Zimbabwe: Zuma Denies Walking Away

SOUTH Africa President Jacob Zuma’s office on Wednesday dismissed media reports claiming he would tell leaders at an SADC summit, that he had accomplished his mission in Zimbabwe.

“The story goes on to speculate that President Zuma would tell regional leaders at the SADC summit, that ‘they should relieve him of his job as facilitator and they are likely to agree with him’,” spokesperson Mac Maharaj said in a statement.

“We wish to clarify that should President Zuma or the South African government have any position on Zimbabwe, such information is communicated directly through to the Southern African Development Community [SADC] or publicly when necessary.”

Zuma was appointed by SADC to help facilitate negotiations between Zanu PF and the MDC parties for reforms leading to new elections after the regional block intervened to compel the rival parties to form a unity government following violent polls in 2008.

Despite being undermined by bitter disputes between the parties the unity administration is credited with helping ease political tensions and putting the country’s economy on a path to recovery as well as implementing reforms that included a new constitution.

Outgoing Prime Minister and MDC-T leader accused President Robert Mugabe and his Zanu PF of blocking full implementation of agreed reforms.

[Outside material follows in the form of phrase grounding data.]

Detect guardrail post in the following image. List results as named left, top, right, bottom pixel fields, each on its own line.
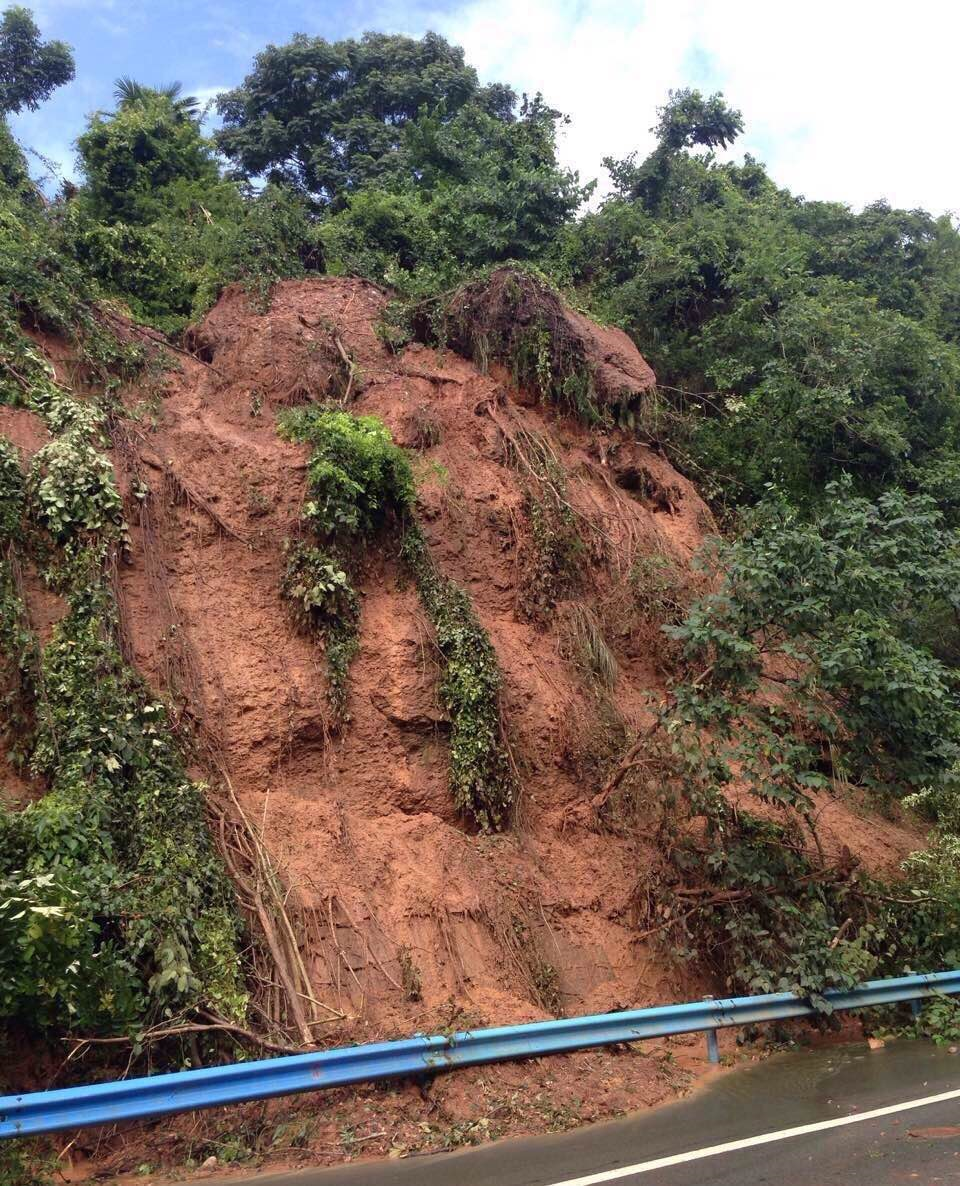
left=703, top=997, right=720, bottom=1063
left=911, top=999, right=922, bottom=1020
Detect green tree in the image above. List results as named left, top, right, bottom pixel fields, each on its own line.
left=0, top=5, right=73, bottom=116
left=216, top=30, right=515, bottom=204
left=71, top=82, right=314, bottom=333
left=113, top=76, right=199, bottom=119
left=76, top=85, right=225, bottom=225
left=564, top=93, right=960, bottom=510
left=320, top=94, right=588, bottom=286
left=603, top=88, right=744, bottom=213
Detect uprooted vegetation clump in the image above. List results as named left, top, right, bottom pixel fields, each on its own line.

Tsvangirai also failed with a court bid to delay the July 31 vote to facilitate implementation of further reforms which he said would ensure free and fair elections.

The MDC-T leader and his party were subsequently defeated decisively in the elections which they have rejected as a monumental farce.

On Tuesday, a South African newspaper reported that officials said Zuma had achieved the three main aims of his facilitation in Zimbabwe on behalf of the SADC.

These were the formation of the inclusive government, comprising Zanu PF and the two Movement for Democratic Change (MDC) factions; the adoption of a new constitution; and the holding of the 31 July presidential, parliamentary, and local government elections.

But Maharaj said the presidency distanced itself from the report.

“[The presidency] rejects the utilisation of gossip and rumour to communicate a serious matter as South Africa’s mediation role in the neighbouring Zimbabwe,” he said.

Still, speaking after the elections, Zanu PF spokesman Rugare Gumbo said the party did not see any need for Zuma’s role.

“We believe that Mugabe’s landslide victory has put an end to facilitation. There is no need for facilitation in Zimbabwe anymore,” said Gumbo.

Zuma will attend SADC heads of state and government summit in Malawi this weekend.